Chemical Flocculation

Chemical flocculation adds flocculating and/or coagulating agents to the culture medium to speed cell aggregation. This process is often used with microalgae as a pretreatment in combination with other processes such as dissolved air flotation (DAF). While this improves the speed at which the cells are collected, it has the added complication of dosing chemicals at a specific desired concentration to achieve this rate. Generally, coagulants are used to neutralize the charges of the particles in the solution, and flocculants are the chemicals used to aggregate the particles. These chemicals (flocculants and coagulants) complicate the overall process in that they add additional cost, often add metals or other compounds that need to be disposed of in the resulting biomass, and complicate any downstream processing of the materials into primary and co-products. Negative impacts have been countered in a number of ways, including the use of degradable biopolymers as flocculants (e. g., polyacrylamide and starches) and electroflocculation where no flocculant is directly added.

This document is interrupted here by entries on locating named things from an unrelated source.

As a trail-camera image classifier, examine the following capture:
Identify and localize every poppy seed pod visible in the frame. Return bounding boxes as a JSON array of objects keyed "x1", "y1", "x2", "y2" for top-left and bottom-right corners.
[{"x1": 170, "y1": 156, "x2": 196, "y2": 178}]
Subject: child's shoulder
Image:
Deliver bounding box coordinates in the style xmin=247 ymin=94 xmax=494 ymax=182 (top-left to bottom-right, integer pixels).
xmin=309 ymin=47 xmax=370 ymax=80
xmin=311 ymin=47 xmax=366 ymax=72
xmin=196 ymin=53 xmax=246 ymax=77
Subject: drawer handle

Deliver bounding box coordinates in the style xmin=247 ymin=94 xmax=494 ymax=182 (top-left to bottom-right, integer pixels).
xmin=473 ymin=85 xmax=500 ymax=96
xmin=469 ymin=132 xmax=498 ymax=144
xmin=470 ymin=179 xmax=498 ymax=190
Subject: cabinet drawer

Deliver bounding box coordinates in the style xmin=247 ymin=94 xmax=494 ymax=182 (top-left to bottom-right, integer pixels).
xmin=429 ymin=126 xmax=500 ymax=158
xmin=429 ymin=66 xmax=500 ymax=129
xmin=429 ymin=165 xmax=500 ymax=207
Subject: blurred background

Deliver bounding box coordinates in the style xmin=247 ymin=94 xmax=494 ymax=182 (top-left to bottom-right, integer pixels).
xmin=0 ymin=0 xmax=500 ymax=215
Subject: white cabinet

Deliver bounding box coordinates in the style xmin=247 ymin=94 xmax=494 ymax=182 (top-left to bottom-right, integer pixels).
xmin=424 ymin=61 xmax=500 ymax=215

Inorganic flocculants and coagulants are typically iron or aluminum based and are used to neutralize the surface charge. This method requires a significant input of the inorganic flocculant which adds to the sludge; this adds to the OpEx both in the inputs and in processing (to remove the chemicals). Additionally, the process is sensitive to pH, usually working best at higher pH but varies with strain and culture condition. All algal strains do not respond the same to a particular chemical, so tailoring will be required to fit the organism being harvested (Chen et al. 2011). The chemical flocculants can also be a problem for downstream use of the biomass for feeds, feedstock for anaerobic digesters, and residual ions can be a problem for use of digestates for land application as a soil amendment (Christenson and Sims 2011).

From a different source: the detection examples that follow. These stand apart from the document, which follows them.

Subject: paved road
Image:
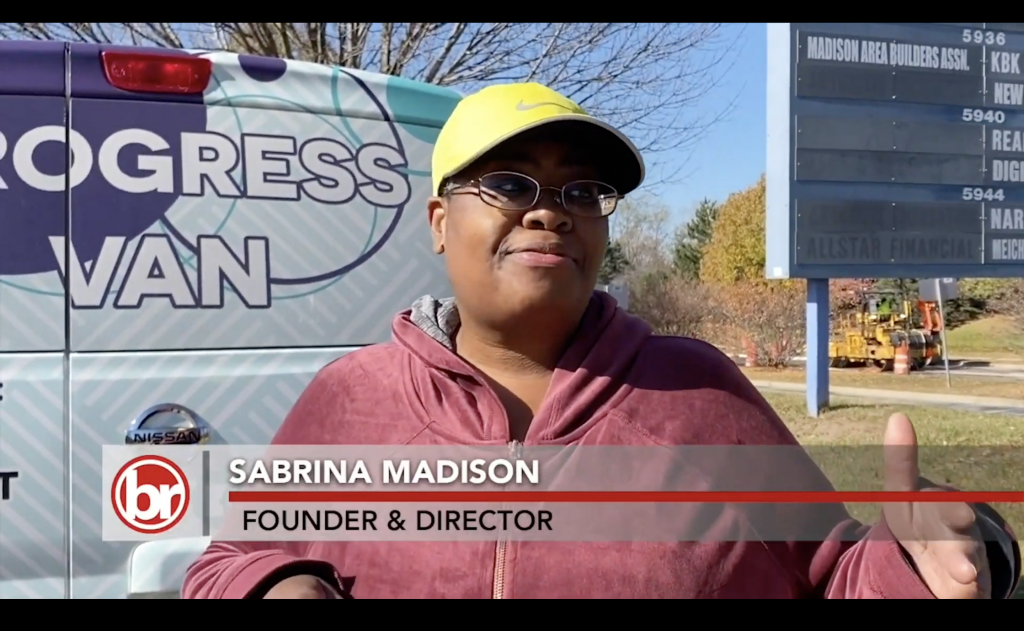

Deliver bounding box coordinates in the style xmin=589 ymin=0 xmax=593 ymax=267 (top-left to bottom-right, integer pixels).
xmin=754 ymin=380 xmax=1024 ymax=418
xmin=732 ymin=354 xmax=1024 ymax=380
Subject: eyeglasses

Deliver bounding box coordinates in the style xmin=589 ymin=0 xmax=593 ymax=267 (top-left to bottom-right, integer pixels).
xmin=444 ymin=171 xmax=622 ymax=217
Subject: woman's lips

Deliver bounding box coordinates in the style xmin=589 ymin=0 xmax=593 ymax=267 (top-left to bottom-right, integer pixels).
xmin=509 ymin=250 xmax=572 ymax=267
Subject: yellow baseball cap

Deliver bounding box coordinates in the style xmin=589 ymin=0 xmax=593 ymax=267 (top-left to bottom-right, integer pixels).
xmin=431 ymin=83 xmax=644 ymax=195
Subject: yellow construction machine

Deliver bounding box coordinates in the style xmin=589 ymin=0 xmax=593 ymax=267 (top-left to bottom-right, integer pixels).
xmin=828 ymin=290 xmax=942 ymax=371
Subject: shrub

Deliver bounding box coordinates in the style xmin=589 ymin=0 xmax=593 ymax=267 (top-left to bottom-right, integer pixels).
xmin=630 ymin=271 xmax=714 ymax=338
xmin=715 ymin=282 xmax=806 ymax=368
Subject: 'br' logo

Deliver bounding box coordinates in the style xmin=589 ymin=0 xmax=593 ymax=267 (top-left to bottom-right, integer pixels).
xmin=111 ymin=456 xmax=190 ymax=535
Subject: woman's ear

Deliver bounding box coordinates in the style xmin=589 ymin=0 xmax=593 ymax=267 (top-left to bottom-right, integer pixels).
xmin=427 ymin=197 xmax=447 ymax=254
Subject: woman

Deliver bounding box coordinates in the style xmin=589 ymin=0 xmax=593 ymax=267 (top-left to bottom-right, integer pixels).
xmin=183 ymin=84 xmax=1020 ymax=599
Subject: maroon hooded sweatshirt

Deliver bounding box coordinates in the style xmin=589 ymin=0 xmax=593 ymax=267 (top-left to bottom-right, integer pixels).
xmin=182 ymin=292 xmax=1020 ymax=598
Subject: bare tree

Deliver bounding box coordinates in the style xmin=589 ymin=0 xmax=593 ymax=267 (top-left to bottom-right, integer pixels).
xmin=611 ymin=194 xmax=673 ymax=274
xmin=0 ymin=23 xmax=739 ymax=181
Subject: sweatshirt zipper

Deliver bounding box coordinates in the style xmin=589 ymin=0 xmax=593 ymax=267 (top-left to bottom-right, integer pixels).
xmin=492 ymin=440 xmax=522 ymax=600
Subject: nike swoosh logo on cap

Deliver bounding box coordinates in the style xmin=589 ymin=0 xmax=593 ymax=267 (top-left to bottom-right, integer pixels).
xmin=515 ymin=100 xmax=568 ymax=112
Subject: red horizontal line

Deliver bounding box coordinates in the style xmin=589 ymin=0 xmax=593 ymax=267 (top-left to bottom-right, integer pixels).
xmin=227 ymin=491 xmax=1024 ymax=504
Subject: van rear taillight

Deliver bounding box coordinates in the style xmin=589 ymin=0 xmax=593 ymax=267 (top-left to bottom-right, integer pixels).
xmin=102 ymin=51 xmax=213 ymax=94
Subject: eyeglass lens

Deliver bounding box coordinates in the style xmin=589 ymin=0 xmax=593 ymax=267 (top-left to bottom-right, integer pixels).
xmin=479 ymin=172 xmax=618 ymax=217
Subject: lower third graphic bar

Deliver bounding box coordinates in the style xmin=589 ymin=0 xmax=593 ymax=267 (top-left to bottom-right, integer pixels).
xmin=227 ymin=491 xmax=1024 ymax=504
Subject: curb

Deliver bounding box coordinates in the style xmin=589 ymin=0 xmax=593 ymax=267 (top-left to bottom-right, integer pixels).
xmin=751 ymin=381 xmax=1024 ymax=410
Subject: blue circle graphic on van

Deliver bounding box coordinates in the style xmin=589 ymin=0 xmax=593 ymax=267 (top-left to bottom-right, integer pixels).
xmin=0 ymin=49 xmax=415 ymax=301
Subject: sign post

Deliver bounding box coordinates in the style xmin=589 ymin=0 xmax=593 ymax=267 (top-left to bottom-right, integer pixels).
xmin=765 ymin=23 xmax=1024 ymax=416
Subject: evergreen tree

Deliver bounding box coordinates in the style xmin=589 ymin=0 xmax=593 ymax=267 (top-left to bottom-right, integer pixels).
xmin=672 ymin=194 xmax=718 ymax=281
xmin=597 ymin=241 xmax=630 ymax=285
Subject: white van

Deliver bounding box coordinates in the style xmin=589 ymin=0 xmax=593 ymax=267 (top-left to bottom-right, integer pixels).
xmin=0 ymin=42 xmax=460 ymax=598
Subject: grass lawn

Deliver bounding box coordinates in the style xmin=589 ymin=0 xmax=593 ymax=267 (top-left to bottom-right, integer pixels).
xmin=742 ymin=368 xmax=1024 ymax=399
xmin=946 ymin=317 xmax=1024 ymax=363
xmin=765 ymin=392 xmax=1024 ymax=598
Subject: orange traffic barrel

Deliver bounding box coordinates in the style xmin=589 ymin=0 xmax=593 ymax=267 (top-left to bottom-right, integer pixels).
xmin=893 ymin=340 xmax=910 ymax=375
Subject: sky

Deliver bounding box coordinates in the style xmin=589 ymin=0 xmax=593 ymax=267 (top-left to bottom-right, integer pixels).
xmin=651 ymin=24 xmax=768 ymax=222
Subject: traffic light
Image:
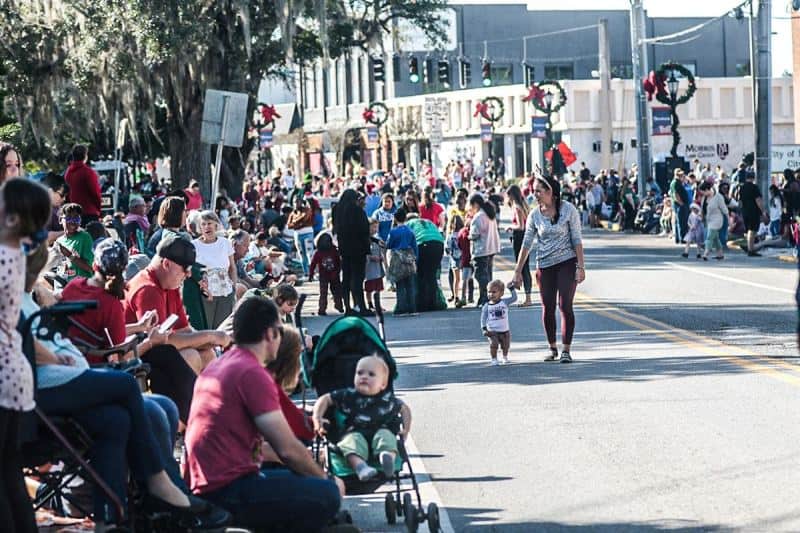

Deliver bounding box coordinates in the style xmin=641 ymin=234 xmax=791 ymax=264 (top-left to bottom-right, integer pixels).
xmin=481 ymin=59 xmax=492 ymax=87
xmin=408 ymin=57 xmax=419 ymax=83
xmin=422 ymin=57 xmax=433 ymax=85
xmin=522 ymin=63 xmax=536 ymax=87
xmin=438 ymin=59 xmax=450 ymax=87
xmin=458 ymin=59 xmax=472 ymax=89
xmin=372 ymin=57 xmax=386 ymax=83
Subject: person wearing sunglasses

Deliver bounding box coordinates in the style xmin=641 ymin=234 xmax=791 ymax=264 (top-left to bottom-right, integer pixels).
xmin=514 ymin=172 xmax=586 ymax=363
xmin=0 ymin=143 xmax=23 ymax=185
xmin=55 ymin=204 xmax=94 ymax=281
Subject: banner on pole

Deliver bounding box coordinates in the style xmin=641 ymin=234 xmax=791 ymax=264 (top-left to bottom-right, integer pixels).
xmin=258 ymin=130 xmax=272 ymax=150
xmin=481 ymin=124 xmax=492 ymax=142
xmin=652 ymin=107 xmax=672 ymax=136
xmin=531 ymin=117 xmax=547 ymax=139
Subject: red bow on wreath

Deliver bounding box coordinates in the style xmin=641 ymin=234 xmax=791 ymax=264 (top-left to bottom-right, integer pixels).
xmin=522 ymin=85 xmax=544 ymax=102
xmin=361 ymin=107 xmax=375 ymax=123
xmin=642 ymin=70 xmax=667 ymax=102
xmin=261 ymin=104 xmax=281 ymax=124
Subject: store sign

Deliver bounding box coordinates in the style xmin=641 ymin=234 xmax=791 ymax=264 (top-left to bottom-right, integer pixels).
xmin=770 ymin=144 xmax=800 ymax=172
xmin=652 ymin=107 xmax=672 ymax=136
xmin=531 ymin=117 xmax=547 ymax=139
xmin=481 ymin=124 xmax=492 ymax=142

An example is the use of alum (hydrated potassium aluminum sulfate) for flocculation of Scenedesmus and Chlorella cultures (Molina Grima et al. 2003). Knuckey (2006) used ferric-induced flocculation at 0.5 mg L 1 to concentrate algae that had been pH-adjusted to about pH 10 by 200-800-fold. The floccs needed to be neutralized after concentration. They successfully flocculated Chaetoceros calci — trans, C. muelleri, Thalassiosira pseudonana, Attheya septentrionalis, Nitzschia colesterium, Skeletonema sp., Tetraselmis suecica, and Rhodomonas salina all with >80 % efficiency. All were marine algae useful for aquaculture feeds (Knuckey et al. 2006). As an example of strain differences, it has been reported that B. braunii flocculated better at pH 11 (Lee et al. 1998).

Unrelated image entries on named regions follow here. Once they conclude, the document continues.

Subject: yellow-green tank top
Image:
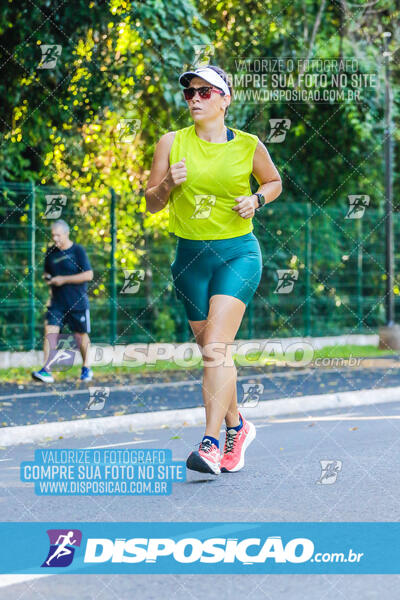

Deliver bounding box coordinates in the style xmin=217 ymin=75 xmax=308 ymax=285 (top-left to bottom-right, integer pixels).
xmin=168 ymin=125 xmax=258 ymax=240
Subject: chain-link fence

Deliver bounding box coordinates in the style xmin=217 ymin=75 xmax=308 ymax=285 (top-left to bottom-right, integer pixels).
xmin=0 ymin=183 xmax=394 ymax=351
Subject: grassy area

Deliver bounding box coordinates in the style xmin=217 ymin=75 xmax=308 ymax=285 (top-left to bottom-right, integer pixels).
xmin=0 ymin=345 xmax=397 ymax=385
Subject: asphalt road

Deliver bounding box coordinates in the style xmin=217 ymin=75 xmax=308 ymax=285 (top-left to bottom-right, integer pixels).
xmin=0 ymin=403 xmax=400 ymax=600
xmin=0 ymin=367 xmax=400 ymax=427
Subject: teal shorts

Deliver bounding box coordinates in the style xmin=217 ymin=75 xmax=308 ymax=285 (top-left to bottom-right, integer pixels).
xmin=171 ymin=232 xmax=262 ymax=321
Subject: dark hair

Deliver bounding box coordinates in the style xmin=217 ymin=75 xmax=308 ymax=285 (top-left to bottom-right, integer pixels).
xmin=207 ymin=65 xmax=233 ymax=116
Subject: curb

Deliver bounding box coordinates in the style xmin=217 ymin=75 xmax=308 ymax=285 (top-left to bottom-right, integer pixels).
xmin=0 ymin=387 xmax=400 ymax=446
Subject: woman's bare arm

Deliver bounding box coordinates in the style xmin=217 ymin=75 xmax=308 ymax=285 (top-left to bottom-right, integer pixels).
xmin=144 ymin=131 xmax=186 ymax=213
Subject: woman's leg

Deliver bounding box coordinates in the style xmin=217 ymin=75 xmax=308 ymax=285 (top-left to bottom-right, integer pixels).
xmin=189 ymin=315 xmax=239 ymax=428
xmin=198 ymin=294 xmax=246 ymax=439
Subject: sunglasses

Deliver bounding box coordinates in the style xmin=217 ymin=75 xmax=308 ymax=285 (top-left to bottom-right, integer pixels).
xmin=183 ymin=86 xmax=225 ymax=100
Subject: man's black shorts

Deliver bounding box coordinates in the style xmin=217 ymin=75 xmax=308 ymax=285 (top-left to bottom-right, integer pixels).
xmin=46 ymin=306 xmax=90 ymax=333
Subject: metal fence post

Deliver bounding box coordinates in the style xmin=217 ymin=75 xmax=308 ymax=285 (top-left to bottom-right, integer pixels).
xmin=304 ymin=202 xmax=312 ymax=335
xmin=356 ymin=219 xmax=363 ymax=331
xmin=28 ymin=181 xmax=36 ymax=350
xmin=110 ymin=188 xmax=117 ymax=346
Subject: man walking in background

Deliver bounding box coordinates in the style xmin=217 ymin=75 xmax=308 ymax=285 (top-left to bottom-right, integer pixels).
xmin=32 ymin=219 xmax=93 ymax=383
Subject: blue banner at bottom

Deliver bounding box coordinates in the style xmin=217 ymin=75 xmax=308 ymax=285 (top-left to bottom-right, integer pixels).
xmin=0 ymin=522 xmax=400 ymax=575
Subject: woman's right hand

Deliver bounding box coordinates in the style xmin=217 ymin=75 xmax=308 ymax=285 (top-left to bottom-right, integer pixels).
xmin=165 ymin=158 xmax=187 ymax=190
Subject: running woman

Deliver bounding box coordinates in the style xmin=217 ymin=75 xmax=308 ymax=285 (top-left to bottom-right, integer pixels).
xmin=145 ymin=65 xmax=282 ymax=475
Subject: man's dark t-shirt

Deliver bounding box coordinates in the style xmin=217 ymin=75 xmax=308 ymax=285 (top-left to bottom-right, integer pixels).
xmin=44 ymin=243 xmax=92 ymax=311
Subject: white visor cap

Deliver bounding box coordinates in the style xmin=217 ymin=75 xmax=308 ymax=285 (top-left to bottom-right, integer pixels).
xmin=179 ymin=67 xmax=231 ymax=96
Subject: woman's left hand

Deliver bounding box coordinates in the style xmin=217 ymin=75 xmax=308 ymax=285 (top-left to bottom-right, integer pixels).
xmin=232 ymin=196 xmax=258 ymax=219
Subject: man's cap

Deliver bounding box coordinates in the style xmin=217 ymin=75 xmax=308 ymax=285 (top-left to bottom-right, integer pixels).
xmin=179 ymin=67 xmax=231 ymax=96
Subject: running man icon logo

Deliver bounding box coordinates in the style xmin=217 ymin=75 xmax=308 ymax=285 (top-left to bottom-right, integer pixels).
xmin=193 ymin=44 xmax=215 ymax=69
xmin=274 ymin=269 xmax=299 ymax=294
xmin=44 ymin=333 xmax=78 ymax=371
xmin=121 ymin=269 xmax=144 ymax=294
xmin=345 ymin=195 xmax=369 ymax=219
xmin=316 ymin=460 xmax=342 ymax=485
xmin=38 ymin=44 xmax=61 ymax=69
xmin=86 ymin=387 xmax=110 ymax=410
xmin=190 ymin=194 xmax=217 ymax=219
xmin=267 ymin=119 xmax=291 ymax=144
xmin=240 ymin=383 xmax=264 ymax=408
xmin=41 ymin=529 xmax=82 ymax=567
xmin=117 ymin=118 xmax=142 ymax=144
xmin=43 ymin=194 xmax=67 ymax=219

Organic flocculants and coagulants can also be used; these are high molecular weight bridging polymers (e. g., chitosan and starch) that react with cells in the culture to make large aggregates and help speed up flocculation (Edzwald 1993). It is reported that these biodegradable polymers do not contaminate the biomass as much as inorganic coagulants and that cationic polymers are superior to anionic and neutral ones. Cationic polyelectrolytes (e. g., Dow C-31) induced algal cells to flocculate while anionic and nonionic polymers were shown to be ineffective (Tenney et al. 1969). Changing the pH was necessary to optimize the flocculation with these cationic polymers, with essentially no flocculation at high pH (above 8) and maximal flocculation between pH 2 and pH 4. The flocculation was attributed to a bridging by the polymers between algal cells to form a matrix. The chemicals necessary for pH adjustment (and neutralization) significantly add to the overall OpEx of flocculation processes. The flocc formation is inhibited by high salt concentrations, forms better at high biomass density, and is subject to shear dis­ruption, which slows the flow rates possible.

Growth stage has also been reported to have an impact on the flocculation procedure. For example, Botryococcus braunii cultures flocculated easiest after two weeks of culture regardless of harvesting method (Lee et al. 1998).